The distinction between this international law immunity and the somewhat more constitutionalized immunity of the federal court in our argument has to do with enumerated powers. The federal government was not given the power in Article III to call a state to answer without its consent. That's the argument that Madison and Marshall made in the Ratification Conventions, that Hamilton made in the Federalist. But this was an implicit limitation on how one would read the words of Article III. And indeed, how one might read the words of Article I in Seminole Tribe and Alden, the inability of Congress to compel a state under the Commerce Clause to open its courts or to appear in federal court for a case invading its immunity without its consent is a limit on the federal government's enumerated powers. It's something that would've gone without saying at the time.

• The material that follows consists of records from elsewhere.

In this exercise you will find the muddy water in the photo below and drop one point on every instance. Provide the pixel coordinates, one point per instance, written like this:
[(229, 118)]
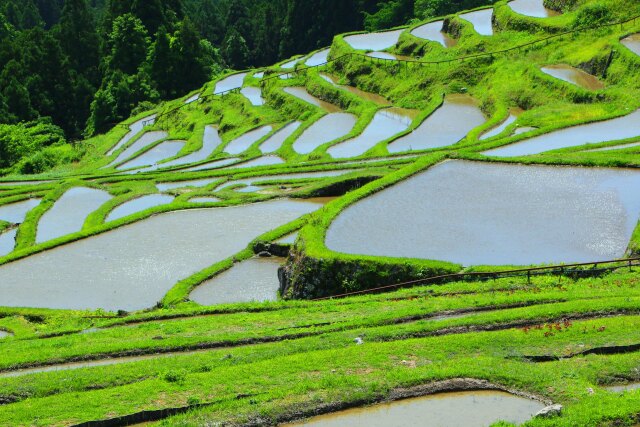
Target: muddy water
[(69, 213), (454, 409), (433, 31), (573, 75), (132, 267), (276, 140), (373, 97), (134, 128), (243, 142), (481, 20), (500, 128), (210, 141), (253, 94), (16, 212), (260, 161), (534, 8), (164, 186), (608, 130), (144, 141), (138, 205), (253, 280), (383, 126), (496, 214), (446, 126), (330, 127), (624, 387), (317, 58), (374, 41), (164, 150), (301, 93), (632, 43), (232, 82), (7, 241), (213, 165)]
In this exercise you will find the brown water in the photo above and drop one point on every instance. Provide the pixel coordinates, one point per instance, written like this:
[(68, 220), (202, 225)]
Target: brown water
[(454, 409), (607, 130), (632, 43), (144, 141), (16, 212), (276, 140), (134, 128), (447, 125), (253, 280), (328, 128), (139, 204), (243, 142), (210, 141), (534, 8), (573, 75), (162, 151), (232, 82), (132, 267), (253, 94), (383, 126), (476, 213), (500, 128), (433, 31), (374, 41), (318, 58), (213, 165), (69, 213), (624, 387), (373, 97), (301, 93), (481, 20)]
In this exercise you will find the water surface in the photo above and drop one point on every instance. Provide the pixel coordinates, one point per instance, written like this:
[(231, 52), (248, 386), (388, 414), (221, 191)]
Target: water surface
[(69, 212), (328, 128), (481, 20), (451, 122), (301, 93), (476, 213), (607, 130), (383, 126), (276, 140), (243, 142), (534, 8), (573, 75), (453, 409), (255, 279), (374, 41), (433, 31), (132, 267), (632, 43), (139, 204)]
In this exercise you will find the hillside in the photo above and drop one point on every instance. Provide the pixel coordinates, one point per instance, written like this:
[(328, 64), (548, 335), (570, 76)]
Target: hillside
[(447, 209)]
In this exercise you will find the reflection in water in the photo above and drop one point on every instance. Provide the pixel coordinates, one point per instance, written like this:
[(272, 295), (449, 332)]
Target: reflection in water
[(454, 409), (573, 75), (253, 280), (607, 130), (132, 267), (433, 31), (69, 212), (330, 127), (446, 126), (481, 20), (477, 213)]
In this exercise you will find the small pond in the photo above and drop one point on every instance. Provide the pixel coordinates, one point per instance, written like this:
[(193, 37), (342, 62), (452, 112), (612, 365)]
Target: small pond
[(452, 409), (253, 280), (476, 213)]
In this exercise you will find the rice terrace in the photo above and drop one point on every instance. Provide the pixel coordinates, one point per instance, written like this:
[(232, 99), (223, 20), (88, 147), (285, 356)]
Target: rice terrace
[(430, 223)]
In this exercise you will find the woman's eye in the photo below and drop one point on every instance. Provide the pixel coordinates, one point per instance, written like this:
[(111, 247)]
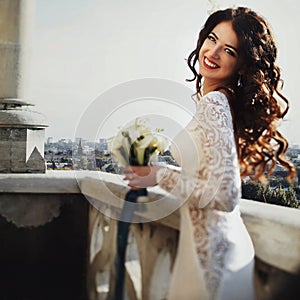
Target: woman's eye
[(211, 38), (230, 52)]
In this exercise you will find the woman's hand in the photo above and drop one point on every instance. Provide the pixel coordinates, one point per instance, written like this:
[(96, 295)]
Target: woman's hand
[(141, 176)]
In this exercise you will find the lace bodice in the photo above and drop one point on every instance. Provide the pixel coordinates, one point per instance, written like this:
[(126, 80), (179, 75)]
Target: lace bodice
[(205, 150), (208, 183)]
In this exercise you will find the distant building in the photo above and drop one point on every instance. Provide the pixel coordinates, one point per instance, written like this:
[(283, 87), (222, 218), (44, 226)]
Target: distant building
[(103, 145), (50, 140)]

But the fact that the federal government, being a government of defined and limited power, did not have the ability to compel states to answer, doesn't mean that the Constitution itself says anything about state immunities in other states. That might merely be left up to the same international law doctrines that govern state personal jurisdiction for a hundred years, that still governs state border questions today. And so the California Board's remedy was only through an original action in federal court or alternatively, simply through attempting to ignore the judgment and then resist enforcement later on. And I'd be happy to say more about that position during the Q&A.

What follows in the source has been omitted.